Inculture politique
Par Dan, le mardi 30 janvier 2007 :: Politique
Dans mon dernier post, je faisais état de ma stupéfaction face à l’usage cynique de Jaurès par Sarkozy. Si j’en juge par les réactions (et notamment de certains petits sarkozystes zélés qui traînent parfois par ici), j’ai été mal compris : il ne s’agit pas de s’arroger un quelconque "monopole" de l’histoire de la gauche. Ce qui suscitait ma stupeur était l’incroyable arnaque intellectuelle (eh oui) de cette référence : Sarkozy et ses plumes se préoccupent très peu de la contradiction flagrante entre la philosophie rationaliste et laïque qui fonde l’engagement de Jaurès et cette sorte de communautarisme spiritualiste et proto-religieux qui semble être la Weltanschauung de Sarkozy.

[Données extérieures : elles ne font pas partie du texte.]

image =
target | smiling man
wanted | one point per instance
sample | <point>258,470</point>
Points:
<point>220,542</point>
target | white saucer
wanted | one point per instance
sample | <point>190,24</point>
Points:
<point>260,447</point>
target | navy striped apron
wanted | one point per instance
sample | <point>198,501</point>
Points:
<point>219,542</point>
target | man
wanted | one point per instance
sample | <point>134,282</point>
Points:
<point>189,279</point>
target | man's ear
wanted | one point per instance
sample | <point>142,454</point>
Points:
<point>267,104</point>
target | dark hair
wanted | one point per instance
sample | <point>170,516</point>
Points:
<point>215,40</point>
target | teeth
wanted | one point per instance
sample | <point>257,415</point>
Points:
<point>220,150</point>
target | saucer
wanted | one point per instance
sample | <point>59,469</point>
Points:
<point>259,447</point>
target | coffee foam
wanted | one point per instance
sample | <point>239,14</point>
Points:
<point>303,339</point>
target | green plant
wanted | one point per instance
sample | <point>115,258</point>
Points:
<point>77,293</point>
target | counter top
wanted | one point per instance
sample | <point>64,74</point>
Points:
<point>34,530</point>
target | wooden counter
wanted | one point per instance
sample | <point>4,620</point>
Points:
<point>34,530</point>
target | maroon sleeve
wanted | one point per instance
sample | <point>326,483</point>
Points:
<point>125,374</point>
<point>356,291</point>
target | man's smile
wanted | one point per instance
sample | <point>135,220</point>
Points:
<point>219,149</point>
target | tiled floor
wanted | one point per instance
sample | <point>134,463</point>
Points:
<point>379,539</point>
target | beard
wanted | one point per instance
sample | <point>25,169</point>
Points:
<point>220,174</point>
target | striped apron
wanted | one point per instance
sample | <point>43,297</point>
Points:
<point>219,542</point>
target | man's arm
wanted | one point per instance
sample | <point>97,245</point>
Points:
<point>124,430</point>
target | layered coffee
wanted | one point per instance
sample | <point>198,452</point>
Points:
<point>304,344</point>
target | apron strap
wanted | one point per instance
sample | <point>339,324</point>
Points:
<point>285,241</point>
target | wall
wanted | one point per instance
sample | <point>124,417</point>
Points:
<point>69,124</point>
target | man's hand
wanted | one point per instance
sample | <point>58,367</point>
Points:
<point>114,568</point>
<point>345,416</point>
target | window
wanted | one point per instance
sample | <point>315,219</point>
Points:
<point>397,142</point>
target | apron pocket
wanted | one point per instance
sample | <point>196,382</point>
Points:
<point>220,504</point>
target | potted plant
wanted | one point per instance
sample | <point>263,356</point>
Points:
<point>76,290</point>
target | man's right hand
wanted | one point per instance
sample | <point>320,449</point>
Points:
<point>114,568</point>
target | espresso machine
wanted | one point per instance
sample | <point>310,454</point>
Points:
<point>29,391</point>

Pourquoi revenir là-dessus ? D’abord parce que cette malhonnêteté intellectuelle est le signe flagrant d’un phénomène historique de long terme, mais que l’actualité illustre de façon éclatante : la droite prospère sur un usage systématique et arrogant de l’inculture politique. Qui consiste à : 1/ dire avec fracas des grosses conneries (exemple ci-dessus) 2/ s’entourer avec tapage de gros cons, dont le défilé scande cette morne campagne : Gérald Dahan, Doc Gynéco, Johnny Hallyday. Mais le plus intéressant n’est pas là. Cette culture de l’inculture pratiquée par la droite est certes stratégique (car elle satisfait la haine anti-intellectuelle d’une part importante de son électorat), mais elle révèle aussi un problème de fond, qui explique que Sarkozy soit obligé d’aller puiser dans l’histoire de la gauche : l’absence permanente à droite d’une infrastructure intellectuelle qui pourrait structurer son projet.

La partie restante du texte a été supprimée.